Most people who dismiss Bishop Berkeley do so because he held the crazy idea that the world was not physical. That is, the notion that the world is made up of perceptions is so counterintuitive that it just seems wrong on its face. At best Berkeley can be said to be an ally to the silly mystics. Somebody who can only be believed when you’re stoned or during some sort of psychotic break. However, when I was an undergrad and reading the Bishop my problem with Berkeley wasn’t that he believed that the world existed in perception alone, but rather that he was ultimately unable to believe this.
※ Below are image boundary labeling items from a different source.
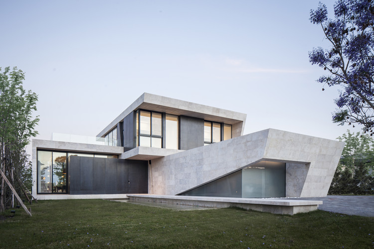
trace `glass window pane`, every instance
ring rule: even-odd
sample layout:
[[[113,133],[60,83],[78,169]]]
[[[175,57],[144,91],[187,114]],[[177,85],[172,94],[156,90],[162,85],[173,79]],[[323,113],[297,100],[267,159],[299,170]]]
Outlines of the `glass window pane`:
[[[225,124],[223,125],[223,140],[231,139],[231,125]]]
[[[105,135],[105,145],[109,145],[109,135],[108,134]]]
[[[152,113],[152,135],[162,135],[162,117],[161,114]]]
[[[139,111],[136,112],[136,146],[139,146]]]
[[[66,193],[66,153],[53,152],[52,189],[53,193]]]
[[[213,123],[213,142],[217,142],[221,141],[221,124],[219,123]]]
[[[154,148],[161,148],[162,144],[162,139],[158,137],[152,137],[152,146]]]
[[[112,144],[113,142],[113,133],[111,131],[109,132],[109,145],[112,146]]]
[[[38,192],[52,193],[52,152],[38,151]]]
[[[151,137],[147,136],[139,137],[140,145],[144,147],[151,147]]]
[[[151,134],[151,113],[140,111],[140,134]]]
[[[117,128],[114,128],[112,133],[113,134],[113,141],[112,145],[117,146]]]
[[[204,122],[204,141],[211,142],[211,123]]]
[[[178,149],[178,116],[166,115],[165,122],[165,148]]]

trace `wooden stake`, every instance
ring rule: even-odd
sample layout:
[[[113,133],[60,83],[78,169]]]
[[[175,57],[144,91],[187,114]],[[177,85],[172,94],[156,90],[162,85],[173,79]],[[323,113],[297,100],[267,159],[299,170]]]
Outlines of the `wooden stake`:
[[[21,198],[19,198],[19,196],[18,196],[18,194],[17,194],[17,192],[15,191],[15,190],[13,188],[13,186],[10,184],[10,182],[9,181],[9,180],[6,178],[6,176],[4,174],[4,172],[2,172],[2,170],[1,171],[1,176],[2,176],[2,179],[3,179],[5,182],[6,182],[6,183],[8,184],[8,186],[11,190],[15,196],[15,197],[17,198],[17,200],[18,200],[18,202],[20,203],[21,206],[22,206],[22,207],[23,208],[23,209],[24,209],[24,211],[26,211],[26,213],[29,215],[30,216],[32,216],[31,215],[31,213],[30,213],[30,211],[28,211],[27,209],[27,208],[26,207],[26,206],[23,204],[23,202],[22,201],[22,200],[21,200]]]

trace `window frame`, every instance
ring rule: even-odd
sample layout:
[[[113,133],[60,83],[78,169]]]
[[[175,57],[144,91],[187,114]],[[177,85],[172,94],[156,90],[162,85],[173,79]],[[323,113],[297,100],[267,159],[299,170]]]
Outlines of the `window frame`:
[[[140,129],[140,125],[141,125],[141,120],[140,120],[140,117],[141,117],[141,113],[142,112],[145,112],[147,113],[150,113],[150,134],[145,134],[145,133],[142,133],[141,132],[141,129]],[[152,126],[153,123],[152,122],[152,116],[153,115],[153,114],[157,114],[158,115],[161,116],[161,135],[155,135],[153,134],[153,130],[152,129]],[[143,137],[150,137],[150,147],[152,147],[152,138],[160,138],[161,139],[161,148],[164,147],[164,142],[163,141],[163,137],[164,136],[164,115],[163,113],[161,113],[160,112],[155,112],[153,111],[149,111],[149,110],[146,110],[143,109],[139,109],[137,111],[137,120],[138,122],[137,122],[137,124],[138,125],[138,126],[137,127],[137,130],[138,131],[137,134],[136,135],[137,136],[137,147],[140,146],[140,137],[143,136]],[[158,147],[153,147],[153,148],[158,148]]]
[[[53,187],[53,152],[58,152],[58,153],[65,153],[66,154],[66,192],[63,193],[63,192],[54,192],[52,191],[52,189],[51,190],[51,192],[40,192],[40,189],[39,189],[39,182],[40,181],[40,176],[39,173],[39,167],[38,167],[38,161],[39,161],[39,153],[38,153],[39,151],[45,151],[45,152],[51,152],[51,156],[52,158],[52,165],[50,166],[50,174],[51,174],[51,186],[52,187]],[[100,153],[90,153],[89,152],[74,152],[74,151],[66,151],[66,150],[54,150],[54,149],[36,149],[36,193],[37,194],[40,194],[40,195],[68,195],[70,194],[68,193],[68,189],[69,189],[68,185],[69,185],[69,162],[68,158],[69,158],[69,154],[85,154],[87,155],[93,155],[93,158],[96,157],[95,156],[96,155],[105,155],[105,156],[117,156],[117,159],[118,158],[118,155],[113,155],[113,154],[103,154]],[[80,156],[79,155],[77,156]],[[96,157],[96,158],[99,158],[99,157]],[[101,157],[102,158],[102,157]],[[108,157],[107,157],[108,158]],[[110,157],[109,157],[110,158]]]
[[[215,122],[214,121],[207,121],[207,120],[204,120],[204,128],[205,128],[205,123],[210,123],[210,141],[205,141],[205,134],[204,134],[204,145],[207,145],[208,144],[210,144],[211,143],[216,143],[216,142],[220,142],[220,141],[222,141],[222,124],[223,123],[219,123],[219,122]],[[213,142],[213,124],[218,124],[219,125],[219,141],[218,141],[218,142]],[[204,132],[205,132],[205,130],[204,131]]]

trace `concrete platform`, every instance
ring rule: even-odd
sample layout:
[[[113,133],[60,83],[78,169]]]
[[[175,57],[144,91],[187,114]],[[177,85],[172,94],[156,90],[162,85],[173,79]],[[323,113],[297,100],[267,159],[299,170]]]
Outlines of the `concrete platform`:
[[[237,198],[159,195],[151,194],[127,194],[130,200],[161,202],[174,204],[198,206],[214,208],[237,207],[247,210],[293,215],[317,210],[322,201],[291,200],[288,199]]]

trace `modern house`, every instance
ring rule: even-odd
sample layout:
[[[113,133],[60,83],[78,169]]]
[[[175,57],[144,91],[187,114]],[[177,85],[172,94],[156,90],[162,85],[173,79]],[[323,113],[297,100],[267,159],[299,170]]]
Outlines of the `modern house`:
[[[144,93],[99,139],[33,139],[32,192],[38,199],[326,196],[344,143],[271,128],[243,135],[246,117]]]

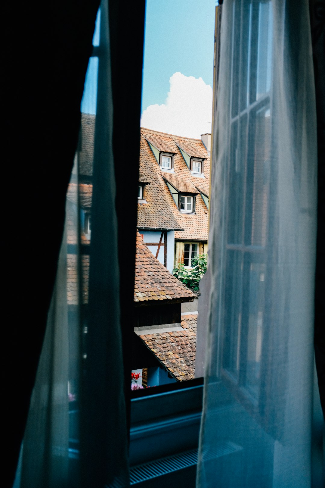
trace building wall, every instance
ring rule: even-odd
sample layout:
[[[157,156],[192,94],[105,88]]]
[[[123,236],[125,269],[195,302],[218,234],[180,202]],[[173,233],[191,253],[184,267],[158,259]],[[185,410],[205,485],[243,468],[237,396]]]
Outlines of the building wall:
[[[141,230],[139,231],[140,233],[143,236],[143,240],[146,243],[156,243],[157,244],[159,243],[160,240],[160,236],[161,236],[161,231],[146,231]],[[173,230],[171,230],[167,232],[167,269],[171,273],[172,272],[172,270],[174,267],[174,232]],[[165,244],[164,242],[164,235],[163,235],[163,238],[162,240],[162,244]],[[152,252],[153,256],[155,257],[156,253],[157,252],[157,249],[158,248],[158,245],[155,246],[148,246],[148,247]],[[164,264],[164,246],[161,245],[160,246],[160,249],[159,249],[159,254],[158,255],[158,260],[162,264]]]

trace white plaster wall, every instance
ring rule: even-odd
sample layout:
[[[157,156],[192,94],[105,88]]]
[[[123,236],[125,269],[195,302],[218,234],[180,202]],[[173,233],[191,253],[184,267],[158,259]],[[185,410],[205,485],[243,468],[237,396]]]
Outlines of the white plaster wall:
[[[161,231],[139,231],[140,234],[143,234],[143,240],[145,243],[159,243],[161,235]],[[167,269],[172,273],[174,265],[174,240],[175,233],[173,230],[167,232]],[[164,235],[163,235],[162,243],[164,243]],[[148,246],[148,247],[155,257],[157,246]],[[159,253],[158,255],[158,260],[164,264],[164,246],[161,246]]]

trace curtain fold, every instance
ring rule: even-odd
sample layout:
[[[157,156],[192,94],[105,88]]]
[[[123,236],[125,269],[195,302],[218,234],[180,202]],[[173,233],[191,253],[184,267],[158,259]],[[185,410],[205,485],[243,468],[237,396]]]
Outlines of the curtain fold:
[[[227,1],[221,29],[197,486],[320,487],[311,475],[317,145],[308,2]]]

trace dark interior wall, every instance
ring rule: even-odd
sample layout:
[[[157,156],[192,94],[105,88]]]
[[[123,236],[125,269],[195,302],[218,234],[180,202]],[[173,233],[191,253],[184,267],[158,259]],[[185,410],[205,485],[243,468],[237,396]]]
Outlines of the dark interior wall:
[[[134,326],[150,327],[162,324],[179,324],[181,321],[181,304],[161,304],[160,301],[147,306],[135,305]]]

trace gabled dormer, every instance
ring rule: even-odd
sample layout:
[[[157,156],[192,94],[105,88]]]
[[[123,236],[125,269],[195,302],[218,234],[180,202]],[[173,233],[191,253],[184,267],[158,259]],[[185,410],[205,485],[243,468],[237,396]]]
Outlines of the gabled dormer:
[[[170,181],[164,178],[174,202],[182,213],[195,213],[195,200],[198,194],[196,189],[181,181]],[[178,179],[174,179],[177,180]]]
[[[193,176],[204,177],[204,166],[206,158],[197,158],[189,154],[180,146],[177,146],[186,163],[186,165]]]
[[[149,182],[139,181],[138,188],[138,203],[147,203],[146,199],[146,188],[147,185],[150,184]]]
[[[152,150],[158,164],[163,171],[173,172],[174,159],[176,153],[163,151],[158,149],[154,144],[148,139],[146,139],[149,147]]]

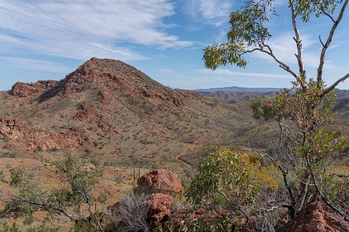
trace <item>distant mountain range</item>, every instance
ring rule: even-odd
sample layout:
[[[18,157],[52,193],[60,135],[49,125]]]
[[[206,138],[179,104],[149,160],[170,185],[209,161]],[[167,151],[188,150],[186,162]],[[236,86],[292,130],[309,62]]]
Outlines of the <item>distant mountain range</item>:
[[[245,88],[238,86],[223,87],[223,88],[213,88],[208,89],[197,89],[194,91],[201,94],[206,94],[207,93],[217,92],[220,91],[224,92],[268,92],[280,91],[282,88]]]

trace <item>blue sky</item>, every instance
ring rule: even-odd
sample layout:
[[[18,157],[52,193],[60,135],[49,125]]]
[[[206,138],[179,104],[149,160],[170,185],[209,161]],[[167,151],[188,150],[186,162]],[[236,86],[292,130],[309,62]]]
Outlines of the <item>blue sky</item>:
[[[225,42],[229,12],[237,0],[0,0],[0,90],[16,81],[64,79],[92,57],[131,64],[169,87],[193,90],[227,86],[291,86],[292,77],[270,57],[249,55],[245,68],[205,68],[202,49]],[[286,1],[270,21],[269,44],[295,70],[295,42]],[[349,10],[348,11],[349,12]],[[346,13],[326,55],[328,85],[349,72],[349,14]],[[299,22],[304,63],[315,77],[326,17]],[[338,86],[349,89],[349,81]]]

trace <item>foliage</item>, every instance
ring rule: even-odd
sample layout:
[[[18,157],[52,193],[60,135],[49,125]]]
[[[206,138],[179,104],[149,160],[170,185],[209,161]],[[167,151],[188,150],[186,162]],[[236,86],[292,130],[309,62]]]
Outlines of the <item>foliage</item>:
[[[226,232],[232,231],[232,228],[234,227],[230,216],[215,214],[212,218],[195,218],[191,216],[180,222],[180,230],[183,232]]]
[[[188,201],[210,205],[216,194],[232,205],[249,205],[263,188],[277,188],[277,183],[261,172],[259,161],[250,162],[246,153],[239,154],[221,148],[209,154],[197,166],[197,172],[185,193]]]
[[[30,217],[34,212],[44,211],[48,218],[90,222],[95,214],[91,190],[103,169],[80,160],[73,154],[57,162],[53,170],[46,166],[42,168],[60,176],[62,186],[44,190],[25,168],[12,169],[10,185],[18,191],[16,194],[2,198],[5,205],[0,211],[0,216]]]
[[[274,98],[255,99],[251,105],[256,118],[275,120],[280,128],[278,146],[282,149],[272,156],[266,155],[285,177],[291,214],[300,210],[310,182],[325,202],[332,205],[344,203],[348,176],[328,172],[335,159],[346,155],[344,151],[348,146],[340,132],[326,127],[335,123],[335,94],[330,92],[322,96],[324,88],[317,88],[312,79],[298,80],[292,89],[293,92],[285,89]],[[297,185],[298,192],[289,183],[291,172],[303,181]],[[296,197],[298,193],[302,197]]]
[[[112,209],[112,224],[117,231],[148,230],[146,219],[149,205],[144,204],[145,195],[130,191],[123,196],[115,209]]]
[[[95,212],[91,216],[91,220],[88,222],[80,221],[74,227],[71,228],[71,232],[97,232],[101,231],[99,224],[99,214]]]
[[[39,227],[29,228],[26,230],[27,232],[56,232],[59,231],[60,227],[41,226]],[[4,222],[0,227],[0,232],[19,232],[19,227],[16,222],[13,222],[12,225]]]
[[[281,172],[285,188],[286,194],[282,193],[279,199],[269,203],[270,209],[287,207],[291,217],[295,217],[306,198],[309,197],[309,186],[314,186],[315,190],[312,190],[311,193],[319,194],[328,205],[349,221],[349,216],[339,206],[340,203],[341,207],[347,207],[346,192],[348,190],[349,177],[328,172],[337,159],[348,155],[344,152],[346,140],[341,133],[331,130],[329,125],[334,123],[335,116],[332,109],[335,94],[332,90],[348,79],[349,73],[339,77],[327,88],[322,77],[326,53],[349,0],[288,1],[294,32],[293,38],[297,49],[295,54],[297,70],[292,70],[276,57],[269,42],[272,35],[267,27],[268,22],[278,16],[276,2],[276,0],[249,0],[240,10],[232,12],[228,41],[214,44],[204,49],[205,66],[213,70],[232,64],[245,67],[247,61],[244,57],[247,53],[261,52],[268,55],[295,78],[291,90],[285,89],[276,97],[257,98],[251,105],[255,118],[275,120],[280,128],[278,141],[273,144],[271,150],[273,153],[261,155]],[[306,77],[298,25],[298,21],[308,23],[313,15],[317,18],[326,17],[330,22],[327,38],[322,40],[319,36],[322,48],[315,80]],[[217,188],[217,184],[213,186]],[[243,185],[241,187],[243,189]],[[247,198],[250,196],[248,195]],[[274,205],[277,202],[282,204]]]

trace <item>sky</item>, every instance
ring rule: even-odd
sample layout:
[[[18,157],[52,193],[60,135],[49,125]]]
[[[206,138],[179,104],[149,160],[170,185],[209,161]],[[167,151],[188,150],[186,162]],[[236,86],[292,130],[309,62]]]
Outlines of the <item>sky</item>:
[[[268,27],[276,57],[297,73],[289,8],[276,1]],[[17,81],[60,80],[92,57],[120,60],[160,83],[195,90],[291,87],[293,79],[269,57],[249,54],[245,68],[206,69],[203,51],[226,42],[229,13],[241,0],[0,0],[0,91]],[[349,73],[349,10],[326,57],[328,86]],[[316,77],[327,16],[298,22],[309,77]],[[349,89],[349,80],[337,88]]]

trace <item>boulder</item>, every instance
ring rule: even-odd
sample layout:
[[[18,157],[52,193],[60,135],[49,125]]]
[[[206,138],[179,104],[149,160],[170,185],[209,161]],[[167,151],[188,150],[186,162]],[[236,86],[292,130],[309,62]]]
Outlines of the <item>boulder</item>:
[[[182,190],[177,175],[164,169],[147,172],[137,180],[137,183],[140,189],[155,192],[178,194]]]
[[[154,222],[161,222],[169,219],[173,198],[169,195],[156,193],[149,196],[149,199],[144,203],[149,206],[147,221],[149,227],[152,228]]]
[[[328,205],[315,202],[305,206],[293,220],[278,231],[349,231],[349,223]]]

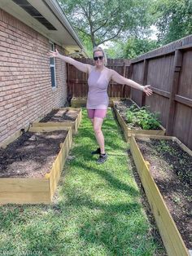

Here’s Bishop Berkeley’s argument against matter:
I am content to put the whole upon this issue; if you can but conceive it possible for one extended moveable substance, or in general, for any one idea or any thing like an idea, to exist otherwise than in a mind perceiving it, I shall readily give up the cause…. But say you, surely there is nothing easier than to imagine trees, for instance, in a park, or books existing in a closet, and no body by to perceive them. I answer, you may so, there is no difficulty in it: but what is all this, I beseech you, more than framing in your mind certain ideas which you call books and trees, and at the same time omitting to frame the idea of any one that may perceive them? But do not you your self perceive or think of them all the while? This therefore is nothing to the purpose: it only shows you have the power of imagining or forming ideas in your mind; but it doth not shew that you can conceive it possible, the objects of your thought may exist without the mind: to make out this, it is necessary that you conceive them existing unconceived or unthought of, which is a manifest repugnancy. When we do our utmost to conceive the existence of external bodies, we are all the while only contemplating our own ideas. But the mind taking no notice of itself, is deluded to think it can and doth conceive bodies existing unthought of or without the mind; though at the same time they are apprehended by or exist in it self.

This is all fine and good, and yet the problem of consistency of thought, of the continuity remains. If we accept Berkeley’s immaterialism one trouble remains: How can we find that the universe coheres, that the world of perception is not our own subjective mess, that we aren’t trapped in solipsistic bubble of our own making? And Berkeley’s solution to this trouble is wholly unsatisfying. He posits a God who exists as the ultimate perceiver. But this God is merely a stand-in for matter. God, like matter, has not perceptible qualities. This is no solution at all.

So the problem became how does one solve this second problem. How can the world be said to cohere now that we’ve eliminated both matter AND God too? This is, as I see it, the project of the phenomenalists.